Academic achievement at several Indian River County schools showed improvement this year, but schools with large African-American and Latino student populations continue to falter, according to the 2018-19 school grades released by the Florida Department of Education.

Beachland Elementary showed the most improvement, with its state grade leaping from a C to A in one year. Beachland, the island’s only public elementary school, received A grades every year until recently.

“We are very pleased with our school grades, as we know it takes the work of many dedicated individuals and the persistence of our students to make this possible,” interim Superintendent Susan Moxley said in a written statement after the state scores came out.

“We will continue to work hard, while celebrating our success and overcoming obstacles, to improve our individual school grades each year and meet our district goals.”
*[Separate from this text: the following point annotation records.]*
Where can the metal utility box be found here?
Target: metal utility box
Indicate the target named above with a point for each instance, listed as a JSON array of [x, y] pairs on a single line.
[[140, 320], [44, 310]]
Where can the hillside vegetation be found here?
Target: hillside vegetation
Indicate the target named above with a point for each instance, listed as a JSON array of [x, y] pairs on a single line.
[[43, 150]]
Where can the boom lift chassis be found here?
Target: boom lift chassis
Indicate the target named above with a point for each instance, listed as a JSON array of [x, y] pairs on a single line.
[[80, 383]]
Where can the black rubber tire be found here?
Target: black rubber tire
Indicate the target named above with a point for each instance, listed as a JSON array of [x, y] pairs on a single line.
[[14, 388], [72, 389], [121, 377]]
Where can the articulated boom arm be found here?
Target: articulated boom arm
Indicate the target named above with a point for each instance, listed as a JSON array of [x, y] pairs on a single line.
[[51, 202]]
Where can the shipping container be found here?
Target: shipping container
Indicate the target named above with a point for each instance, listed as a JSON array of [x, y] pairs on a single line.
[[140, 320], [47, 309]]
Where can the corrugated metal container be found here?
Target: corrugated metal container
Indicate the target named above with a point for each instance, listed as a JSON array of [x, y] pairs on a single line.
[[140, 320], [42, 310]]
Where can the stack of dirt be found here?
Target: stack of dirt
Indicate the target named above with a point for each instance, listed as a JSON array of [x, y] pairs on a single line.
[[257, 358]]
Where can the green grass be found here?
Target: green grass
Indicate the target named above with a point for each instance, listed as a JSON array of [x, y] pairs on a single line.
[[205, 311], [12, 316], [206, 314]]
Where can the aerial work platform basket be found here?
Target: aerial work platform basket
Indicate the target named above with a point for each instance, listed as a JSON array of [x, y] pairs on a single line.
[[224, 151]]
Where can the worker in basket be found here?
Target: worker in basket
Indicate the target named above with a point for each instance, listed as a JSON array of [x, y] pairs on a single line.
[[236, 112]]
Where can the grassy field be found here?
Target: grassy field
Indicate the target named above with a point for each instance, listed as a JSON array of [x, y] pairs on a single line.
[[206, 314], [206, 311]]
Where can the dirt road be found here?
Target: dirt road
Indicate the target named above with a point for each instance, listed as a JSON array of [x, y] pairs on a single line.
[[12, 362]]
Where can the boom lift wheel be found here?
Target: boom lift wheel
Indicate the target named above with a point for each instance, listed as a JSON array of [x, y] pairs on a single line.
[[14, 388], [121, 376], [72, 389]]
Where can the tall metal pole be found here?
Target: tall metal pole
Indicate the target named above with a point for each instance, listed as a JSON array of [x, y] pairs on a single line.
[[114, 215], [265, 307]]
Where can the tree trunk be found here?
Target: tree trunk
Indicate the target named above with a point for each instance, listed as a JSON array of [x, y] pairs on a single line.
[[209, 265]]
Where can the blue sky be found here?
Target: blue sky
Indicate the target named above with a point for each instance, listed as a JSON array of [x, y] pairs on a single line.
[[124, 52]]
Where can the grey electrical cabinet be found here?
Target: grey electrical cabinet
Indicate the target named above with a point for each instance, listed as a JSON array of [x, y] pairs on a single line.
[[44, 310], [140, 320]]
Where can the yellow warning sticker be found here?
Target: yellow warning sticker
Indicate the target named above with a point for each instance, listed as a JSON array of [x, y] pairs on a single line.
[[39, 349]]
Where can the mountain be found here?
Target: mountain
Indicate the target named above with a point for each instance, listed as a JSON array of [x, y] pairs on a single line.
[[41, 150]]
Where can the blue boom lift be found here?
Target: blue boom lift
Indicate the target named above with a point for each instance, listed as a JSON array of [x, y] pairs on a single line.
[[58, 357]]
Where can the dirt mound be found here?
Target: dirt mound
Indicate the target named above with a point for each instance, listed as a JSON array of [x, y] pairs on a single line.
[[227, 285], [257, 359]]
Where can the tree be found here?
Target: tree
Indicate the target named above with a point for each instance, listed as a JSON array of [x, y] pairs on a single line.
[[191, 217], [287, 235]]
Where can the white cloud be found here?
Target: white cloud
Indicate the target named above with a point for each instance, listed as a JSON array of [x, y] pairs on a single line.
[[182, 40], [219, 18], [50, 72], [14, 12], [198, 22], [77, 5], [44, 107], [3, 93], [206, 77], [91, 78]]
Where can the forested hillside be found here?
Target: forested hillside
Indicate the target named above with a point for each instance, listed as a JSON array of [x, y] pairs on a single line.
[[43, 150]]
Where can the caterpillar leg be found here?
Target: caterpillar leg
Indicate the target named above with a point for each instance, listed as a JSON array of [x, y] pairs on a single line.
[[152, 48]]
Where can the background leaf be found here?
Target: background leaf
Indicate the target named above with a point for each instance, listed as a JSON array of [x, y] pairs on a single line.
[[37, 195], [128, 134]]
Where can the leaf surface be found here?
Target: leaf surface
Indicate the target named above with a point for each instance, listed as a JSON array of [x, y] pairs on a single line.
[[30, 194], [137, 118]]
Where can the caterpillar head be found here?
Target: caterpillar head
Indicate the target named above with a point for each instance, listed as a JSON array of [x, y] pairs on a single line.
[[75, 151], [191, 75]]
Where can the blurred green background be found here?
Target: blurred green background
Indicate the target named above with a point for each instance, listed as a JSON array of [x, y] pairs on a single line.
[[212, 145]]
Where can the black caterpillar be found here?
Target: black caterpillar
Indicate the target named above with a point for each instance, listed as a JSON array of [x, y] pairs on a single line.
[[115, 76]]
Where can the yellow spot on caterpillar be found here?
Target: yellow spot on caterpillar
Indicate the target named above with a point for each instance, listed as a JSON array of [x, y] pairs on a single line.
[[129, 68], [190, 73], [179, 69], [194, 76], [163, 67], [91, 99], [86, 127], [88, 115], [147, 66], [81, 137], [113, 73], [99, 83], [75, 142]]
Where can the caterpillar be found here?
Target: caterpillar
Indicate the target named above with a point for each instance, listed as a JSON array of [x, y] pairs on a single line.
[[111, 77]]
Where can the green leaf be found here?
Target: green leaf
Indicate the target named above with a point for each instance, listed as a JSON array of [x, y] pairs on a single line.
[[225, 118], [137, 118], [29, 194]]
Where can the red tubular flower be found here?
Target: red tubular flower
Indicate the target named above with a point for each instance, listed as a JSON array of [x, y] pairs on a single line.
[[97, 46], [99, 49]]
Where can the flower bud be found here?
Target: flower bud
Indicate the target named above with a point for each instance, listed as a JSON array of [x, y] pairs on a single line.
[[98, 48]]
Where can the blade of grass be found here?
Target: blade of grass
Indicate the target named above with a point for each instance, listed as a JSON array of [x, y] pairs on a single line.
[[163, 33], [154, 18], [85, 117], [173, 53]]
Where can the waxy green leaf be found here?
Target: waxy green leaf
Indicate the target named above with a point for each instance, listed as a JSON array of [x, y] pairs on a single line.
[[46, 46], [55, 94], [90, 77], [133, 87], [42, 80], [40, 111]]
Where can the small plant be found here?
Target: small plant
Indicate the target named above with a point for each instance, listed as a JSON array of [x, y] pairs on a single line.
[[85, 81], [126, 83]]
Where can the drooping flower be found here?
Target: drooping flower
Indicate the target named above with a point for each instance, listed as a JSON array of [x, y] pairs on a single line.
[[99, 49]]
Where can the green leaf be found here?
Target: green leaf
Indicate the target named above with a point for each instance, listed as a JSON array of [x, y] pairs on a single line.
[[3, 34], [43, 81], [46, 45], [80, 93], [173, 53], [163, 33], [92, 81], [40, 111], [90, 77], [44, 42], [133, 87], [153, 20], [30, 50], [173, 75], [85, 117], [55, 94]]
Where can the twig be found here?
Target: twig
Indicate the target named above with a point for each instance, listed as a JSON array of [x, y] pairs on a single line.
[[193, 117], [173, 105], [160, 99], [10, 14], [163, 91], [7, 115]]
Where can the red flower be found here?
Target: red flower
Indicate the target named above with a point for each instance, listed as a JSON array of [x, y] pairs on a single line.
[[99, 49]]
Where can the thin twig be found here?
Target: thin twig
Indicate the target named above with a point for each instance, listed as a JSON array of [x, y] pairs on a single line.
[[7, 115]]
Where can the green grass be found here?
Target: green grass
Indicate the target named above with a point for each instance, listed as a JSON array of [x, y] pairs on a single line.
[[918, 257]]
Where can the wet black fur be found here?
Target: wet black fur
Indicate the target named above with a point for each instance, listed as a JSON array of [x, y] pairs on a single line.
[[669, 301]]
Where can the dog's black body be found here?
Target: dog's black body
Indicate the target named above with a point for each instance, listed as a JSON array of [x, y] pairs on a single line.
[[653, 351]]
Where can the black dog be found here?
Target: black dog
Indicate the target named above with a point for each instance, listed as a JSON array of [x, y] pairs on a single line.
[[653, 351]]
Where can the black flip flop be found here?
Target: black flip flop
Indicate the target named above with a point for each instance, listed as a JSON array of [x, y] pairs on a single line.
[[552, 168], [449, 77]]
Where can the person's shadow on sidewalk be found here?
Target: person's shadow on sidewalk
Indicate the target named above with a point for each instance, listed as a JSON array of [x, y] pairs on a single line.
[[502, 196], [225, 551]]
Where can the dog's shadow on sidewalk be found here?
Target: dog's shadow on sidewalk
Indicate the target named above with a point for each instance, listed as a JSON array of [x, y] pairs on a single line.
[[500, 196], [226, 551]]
Overall, Indian River County School District received a B rating for the 2018-19 school year, the same grade it has received every year since the 2015-16 school year. There are 24 schools in the district.

Six schools got better letter grades, including Rosewood Magnet Elementary, which improved from a B to an A. Citrus Elementary, Glendale Elementary and Sebastian Middle schools climbed from C to B. Vero Beach Elementary went up from D to a C.

“The staff and students at Citrus Elementary worked so diligently this year, and I could not be more proud of the achievement of increasing a letter grade and making a ‘B’ status,” said Kim Garcia, principal at Citrus Elementary.

Five schools received a lower grade. North County Charter School and St. Peter’s Academy dropped from an A to B.

Sebastian Elementary and Sebastian River High School both saw their grades fall from B to C. Treasure Coast Elementary also dropped from a B to C.

All other schools maintained their previous year’s letter grade.

Moxley and Board Chairman Laura Zorc noted that while the school grades are important, there are other factors that measure a school’s success.

“I have mixed emotions about the school grades because our students and schools are being given a label for the most part from a single state assessment,” Zorc said.

“As a parent of three school-aged students, I think it’s more important for me to focus on the school that fits my children’s unique learning needs, not its letter grade.

“However, this year we know we had campuses that soared off the charts and some that are having challenges. In preparing the budget for the next school year, we will need to make sure we fund additional supports these schools may need to ensure every child is given the opportunity to succeed.”

The Florida Department of Education has been issuing school and district grades since 1999.

They are based mainly on Florida Standards Assessment scores and end-of-course exams, but also factor in student improvement and graduation rates when calculating school grades.